One of my favorite scientific figures is this one of the entropy levels of 100 world cities by the orientation of streets. The cities with most ordered streets: Chicago, Miami, & Minneapolis. Most disordered: Charlotte, Sao Paulo, Rome & Singapore. Paper: appliednetsci.springeropen.com/articles/10.10…
To illustrate, here is how the maps look for Minneapolis (most ordered) & Charlotte (most disordered), rendered with this amazing tool for showing maps of roads by @anvaka: anvaka.github.io/city-roads/?q=…
Here's the cities organized by alphabetical order from the paper (by @gboeing )
On a related note, here is the alignment of runways around the world, along with a rather amazing global zoomable map 👇 of every runway & how it is oriented.

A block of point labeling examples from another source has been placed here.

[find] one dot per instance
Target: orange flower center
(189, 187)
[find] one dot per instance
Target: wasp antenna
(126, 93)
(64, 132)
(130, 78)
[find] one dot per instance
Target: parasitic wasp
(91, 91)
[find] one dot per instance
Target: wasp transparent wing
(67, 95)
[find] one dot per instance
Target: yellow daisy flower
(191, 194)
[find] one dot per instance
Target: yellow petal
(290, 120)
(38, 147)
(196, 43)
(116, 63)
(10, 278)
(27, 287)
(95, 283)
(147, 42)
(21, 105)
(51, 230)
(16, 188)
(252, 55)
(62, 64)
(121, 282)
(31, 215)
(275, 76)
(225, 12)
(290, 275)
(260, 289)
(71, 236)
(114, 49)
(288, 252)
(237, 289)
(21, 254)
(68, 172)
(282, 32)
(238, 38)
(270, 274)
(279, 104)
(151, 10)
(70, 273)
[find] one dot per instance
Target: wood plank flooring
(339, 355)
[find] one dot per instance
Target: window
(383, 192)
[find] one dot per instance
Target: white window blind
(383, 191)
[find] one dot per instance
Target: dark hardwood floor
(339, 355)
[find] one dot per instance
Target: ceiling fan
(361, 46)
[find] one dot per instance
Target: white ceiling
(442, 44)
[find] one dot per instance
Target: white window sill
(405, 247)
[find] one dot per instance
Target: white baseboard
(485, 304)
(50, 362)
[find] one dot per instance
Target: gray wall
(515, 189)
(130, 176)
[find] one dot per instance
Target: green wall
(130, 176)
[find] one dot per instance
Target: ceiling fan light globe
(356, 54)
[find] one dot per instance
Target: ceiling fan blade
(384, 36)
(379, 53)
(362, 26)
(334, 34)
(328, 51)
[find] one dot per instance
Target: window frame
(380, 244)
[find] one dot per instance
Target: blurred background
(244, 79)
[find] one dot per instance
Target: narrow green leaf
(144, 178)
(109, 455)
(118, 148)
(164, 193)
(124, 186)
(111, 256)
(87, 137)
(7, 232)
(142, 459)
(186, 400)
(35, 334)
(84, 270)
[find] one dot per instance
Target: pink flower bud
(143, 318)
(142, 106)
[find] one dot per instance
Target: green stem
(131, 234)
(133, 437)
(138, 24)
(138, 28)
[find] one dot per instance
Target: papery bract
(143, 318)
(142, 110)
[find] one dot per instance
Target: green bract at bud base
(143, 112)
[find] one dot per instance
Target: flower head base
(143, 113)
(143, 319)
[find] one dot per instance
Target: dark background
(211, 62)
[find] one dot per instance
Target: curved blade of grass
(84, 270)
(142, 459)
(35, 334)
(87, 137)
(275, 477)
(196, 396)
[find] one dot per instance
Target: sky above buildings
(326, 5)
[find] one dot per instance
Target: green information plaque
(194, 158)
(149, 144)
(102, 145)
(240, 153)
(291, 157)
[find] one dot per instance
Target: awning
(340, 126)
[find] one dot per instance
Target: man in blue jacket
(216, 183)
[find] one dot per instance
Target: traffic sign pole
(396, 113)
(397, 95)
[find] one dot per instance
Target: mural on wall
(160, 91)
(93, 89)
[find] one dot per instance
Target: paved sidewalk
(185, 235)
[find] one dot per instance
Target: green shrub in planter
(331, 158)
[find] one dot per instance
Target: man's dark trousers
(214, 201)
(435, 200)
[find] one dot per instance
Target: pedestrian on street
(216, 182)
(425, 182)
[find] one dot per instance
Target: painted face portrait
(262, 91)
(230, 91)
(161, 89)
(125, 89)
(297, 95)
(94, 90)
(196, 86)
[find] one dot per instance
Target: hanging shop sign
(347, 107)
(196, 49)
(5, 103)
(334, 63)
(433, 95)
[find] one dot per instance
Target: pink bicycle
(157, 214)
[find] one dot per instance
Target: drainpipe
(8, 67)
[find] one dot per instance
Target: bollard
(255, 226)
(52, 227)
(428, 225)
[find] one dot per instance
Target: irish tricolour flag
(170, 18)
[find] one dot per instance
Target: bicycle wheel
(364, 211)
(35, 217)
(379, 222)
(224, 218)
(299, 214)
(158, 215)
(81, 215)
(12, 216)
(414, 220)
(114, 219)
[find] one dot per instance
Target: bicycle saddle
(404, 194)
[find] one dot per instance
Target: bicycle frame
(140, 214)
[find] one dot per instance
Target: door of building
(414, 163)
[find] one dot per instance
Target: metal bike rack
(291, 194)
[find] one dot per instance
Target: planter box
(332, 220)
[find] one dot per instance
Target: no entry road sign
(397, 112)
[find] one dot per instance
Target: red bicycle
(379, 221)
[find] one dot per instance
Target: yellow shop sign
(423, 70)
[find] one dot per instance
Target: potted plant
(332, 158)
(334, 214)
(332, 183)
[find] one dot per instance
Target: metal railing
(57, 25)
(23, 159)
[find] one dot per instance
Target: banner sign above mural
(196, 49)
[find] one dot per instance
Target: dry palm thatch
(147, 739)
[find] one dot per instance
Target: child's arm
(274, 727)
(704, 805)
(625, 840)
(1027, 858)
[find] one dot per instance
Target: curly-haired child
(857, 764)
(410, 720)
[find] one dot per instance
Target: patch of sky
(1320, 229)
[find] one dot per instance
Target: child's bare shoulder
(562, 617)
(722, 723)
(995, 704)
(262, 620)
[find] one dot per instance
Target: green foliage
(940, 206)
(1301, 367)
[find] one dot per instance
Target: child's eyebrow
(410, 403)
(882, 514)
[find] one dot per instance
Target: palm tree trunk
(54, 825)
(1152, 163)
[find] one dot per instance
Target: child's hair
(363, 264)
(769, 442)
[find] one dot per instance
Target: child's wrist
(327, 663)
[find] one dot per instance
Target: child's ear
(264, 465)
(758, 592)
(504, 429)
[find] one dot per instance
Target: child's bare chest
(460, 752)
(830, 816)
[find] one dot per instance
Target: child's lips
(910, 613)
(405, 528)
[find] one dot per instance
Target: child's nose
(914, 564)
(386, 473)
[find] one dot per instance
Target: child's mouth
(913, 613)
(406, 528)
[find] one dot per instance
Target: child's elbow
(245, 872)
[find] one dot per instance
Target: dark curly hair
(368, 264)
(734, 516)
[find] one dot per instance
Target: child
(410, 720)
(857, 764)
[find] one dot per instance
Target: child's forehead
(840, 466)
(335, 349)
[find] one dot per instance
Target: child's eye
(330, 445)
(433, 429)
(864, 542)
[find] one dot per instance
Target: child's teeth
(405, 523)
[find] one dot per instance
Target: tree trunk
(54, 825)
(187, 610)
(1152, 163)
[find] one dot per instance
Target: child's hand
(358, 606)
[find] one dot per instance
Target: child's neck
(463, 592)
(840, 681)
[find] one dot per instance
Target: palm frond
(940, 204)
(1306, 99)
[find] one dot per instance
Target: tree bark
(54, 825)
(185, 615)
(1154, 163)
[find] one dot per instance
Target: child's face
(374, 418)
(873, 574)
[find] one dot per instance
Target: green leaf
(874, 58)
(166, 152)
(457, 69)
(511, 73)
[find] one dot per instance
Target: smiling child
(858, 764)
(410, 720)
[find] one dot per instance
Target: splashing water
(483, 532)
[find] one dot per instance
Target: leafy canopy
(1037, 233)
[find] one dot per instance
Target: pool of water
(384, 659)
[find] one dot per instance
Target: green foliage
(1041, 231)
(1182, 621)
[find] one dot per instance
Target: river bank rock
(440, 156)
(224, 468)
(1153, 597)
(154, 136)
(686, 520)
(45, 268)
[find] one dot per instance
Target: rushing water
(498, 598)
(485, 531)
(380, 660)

To lower your city’s entropy level, use this map extending the streets & avenues of New York’s grid to cover the world. 10 Downing Street is really 3,709th Street & East 10,894th Avenue. All roads meet in Ishkuduk, Uzbekistan, the antipodean anti-New York. extendny.com/#S22.St.4.Ave/9
Also on the topic of roads: 2,000 years later, the paths of Roman roads explain economic development patterns in Europe, but not so much in North Africa, where the general use of camels after 100BCE led to less need for wheeled vehicles. (Cool subway-style maps by @sasha_trub)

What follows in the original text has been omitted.